Convertible loan: What should founders consider in the first M&A deal?

Often, at the early stages of a startup's development, investors do not enter the business immediately but choose an alternative way: the investor lends funds, and in the future (if things go well), the company undertakes to convert its debt to the investor into a share in the share capital. Such transactions are usually structured with a convertible loan agreement. Let's use the example of such an agreement to see what to look for when negotiating the terms of an early M&A deal.

1. Convertible loan may need to be repaid

In general, a convertible loan scheme provides that the investor can either request conversion into a share or request the money back (for example, if they decide they do not want to participate in the business).

We recommend considering a SAFE (Simple Agreement for Future Equity) instead of a convertible loan if you are unprepared for such a turn of events. It differs from the former by having clear triggers when the conversion or payment to the investor occurs (mainly a new investment round). If the trigger does not occur, you do not owe the investor anything. Such an agreement is a less favorable option for the investor, but it is still quite common.

2. Conversion percentage

This is the main point and should be approached with the utmost attention. It determines how much business the investor can obtain from entering the agreement. In this case, it is essential to realize that issuing shares to the investor will reduce (dilute) the existing shares of the founders.

3. Trigger events

Another crucial point is the triggering events, upon which the investor may request conversion of the loan amount into shares (or its repayment). Standard triggers include a new investment round, the sale of the business to a new buyer, IPO, etc.

Here, it is crucial to draft such triggers as clearly as possible to avoid a situation where, for example, a technical reallocation of stakes between founders would convert the investor's loan into a share. In addition, it is not the safest option for the founder when the investor can convert the loan at any time and at its discretion. It is recommended to avoid such a situation.

4. Investor’s control

A standard convertible loan provides for a delayed entry of the investor as a shareholder (usually to the next investment round). Until then, the founders retain the freedom to manage the business as they see fit.

At the same time, the investor's desire to know what is going on in the company is completely understandable, which is why you can often find in the agreement the investor's right to receive information from the company (about revenue, expenses, negotiations with new investors, current problems, etc.). This is standard practice, but ensure that the list of such information is adequate, its provision is not too burdensome, and will not interfere with ordinary business conduct.
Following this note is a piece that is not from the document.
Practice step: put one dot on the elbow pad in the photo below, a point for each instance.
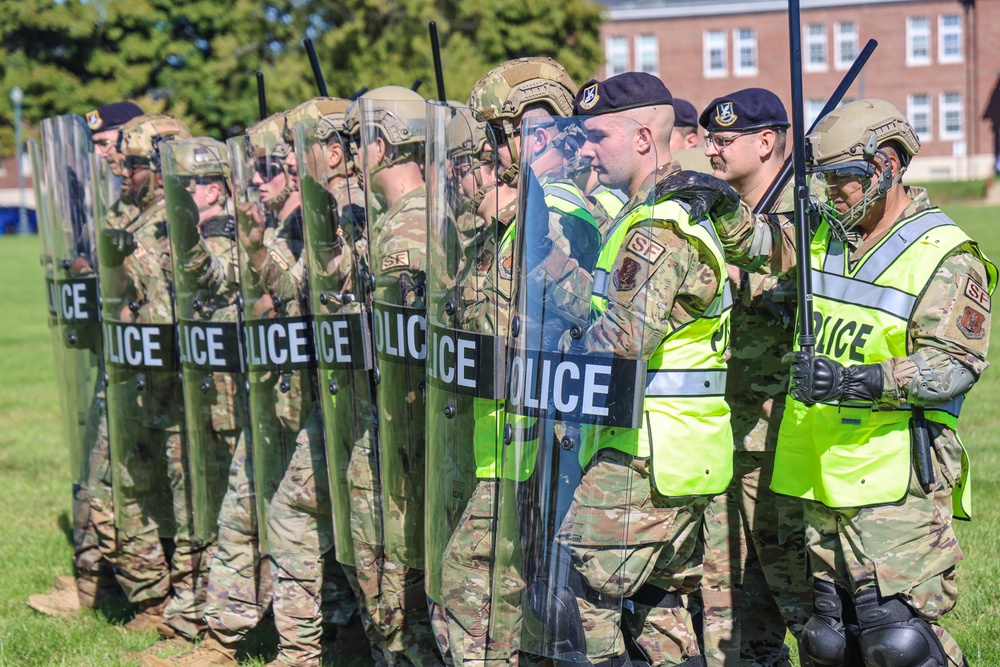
(931, 386)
Sometimes, investors, even before receiving shares in the company, already desire to participate in its management along with the founders and ask for veto rights on certain business decisions (up to the point of attracting a new investment round) or pre-emptive rights to acquire shares. Such situations are not relatively standard.
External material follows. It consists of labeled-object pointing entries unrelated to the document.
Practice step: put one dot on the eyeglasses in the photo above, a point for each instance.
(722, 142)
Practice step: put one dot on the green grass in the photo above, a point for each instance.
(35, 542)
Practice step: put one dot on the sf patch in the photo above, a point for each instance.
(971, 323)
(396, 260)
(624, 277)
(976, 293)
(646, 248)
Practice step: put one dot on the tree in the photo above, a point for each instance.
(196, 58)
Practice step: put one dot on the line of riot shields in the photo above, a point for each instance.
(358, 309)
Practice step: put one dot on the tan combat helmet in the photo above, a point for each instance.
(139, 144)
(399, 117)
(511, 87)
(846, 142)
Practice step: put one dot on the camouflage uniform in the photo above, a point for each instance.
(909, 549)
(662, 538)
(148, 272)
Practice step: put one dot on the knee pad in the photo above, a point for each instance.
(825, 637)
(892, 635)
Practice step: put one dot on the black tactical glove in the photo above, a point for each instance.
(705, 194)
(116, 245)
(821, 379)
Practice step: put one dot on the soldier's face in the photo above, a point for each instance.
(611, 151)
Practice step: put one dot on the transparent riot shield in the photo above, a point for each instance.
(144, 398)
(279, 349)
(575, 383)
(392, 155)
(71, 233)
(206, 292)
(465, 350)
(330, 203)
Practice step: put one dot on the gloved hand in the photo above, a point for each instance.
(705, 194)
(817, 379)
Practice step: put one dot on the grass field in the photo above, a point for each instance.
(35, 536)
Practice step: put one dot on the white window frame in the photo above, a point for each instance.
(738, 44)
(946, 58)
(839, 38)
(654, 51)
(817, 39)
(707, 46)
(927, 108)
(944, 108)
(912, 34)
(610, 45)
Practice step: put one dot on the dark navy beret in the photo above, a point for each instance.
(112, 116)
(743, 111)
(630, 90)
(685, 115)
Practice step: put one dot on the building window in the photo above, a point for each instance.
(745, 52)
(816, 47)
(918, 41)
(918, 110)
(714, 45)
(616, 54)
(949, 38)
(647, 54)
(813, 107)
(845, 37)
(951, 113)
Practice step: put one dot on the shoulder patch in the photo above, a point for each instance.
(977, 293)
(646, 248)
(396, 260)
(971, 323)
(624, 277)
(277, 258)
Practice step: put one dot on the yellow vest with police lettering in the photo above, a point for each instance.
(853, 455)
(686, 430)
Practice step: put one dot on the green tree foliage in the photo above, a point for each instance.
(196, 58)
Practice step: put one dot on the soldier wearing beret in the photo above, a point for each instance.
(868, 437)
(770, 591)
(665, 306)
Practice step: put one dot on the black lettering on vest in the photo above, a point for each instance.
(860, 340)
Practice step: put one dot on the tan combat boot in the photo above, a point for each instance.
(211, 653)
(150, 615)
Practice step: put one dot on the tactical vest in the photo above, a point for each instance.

It is up to you whether you agree to this or not. We recommend that you approach this issue very carefully, assess all the conditions (especially regarding the transaction amount), and determine whether you are ready for such terms. In any case, you can try to limit or narrow such rights of the investor.

5. Involvement

Since the investor is interested in having the founders focus on the startup, the investor may include in the agreement non-competition obligations (obligations not to develop or be involved in similar businesses in parallel). This is a normal condition for such deals. However, the founder may consider a mirror non-solicitation obligation – a commitment by the investor not to solicit the startup's team.

6. Representations and warranties (we have already written so much about them)

Often, investors ask founders to provide representations and warranties that all the intellectual property rights to the company's product are properly and fully vested in the company. This is often a weak point for a startup, as internal processes have not yet been established, not all those engaged individuals have formalized relations with the company, etc. There is no need to confirm inaccurate representations and warranties because the negative consequences may follow. It is better to disclose to the investor all the outstanding issues and jointly work out the way to correct them.

7. Sanctions

In general, you should carefully review the document to see the obligations imposed on the founders. Here, it would help if you avoided vague wording that does not give you an idea of what the investor expects from you. For example, the obligation to make every effort to develop the business: your efforts may seem sufficient to you but not to the investor.

Another crucial point is that liability must be commensurate with the breach. Incommensurate liability is when a breach of the “involvement in the business” obligation is punishable by transferring all the rights to your product to the investor. This is something we strongly recommend avoiding.

Understandably, you want to close the deal, get the money, and start developing your business as soon as possible. However, do not underestimate the importance of agreeing on all the terms and conditions because the consequences can sometimes be very unfavorable, up to and including the loss of business. Therefore, we recommend that you take your time in this matter and carefully approach the negotiation of the transaction documents.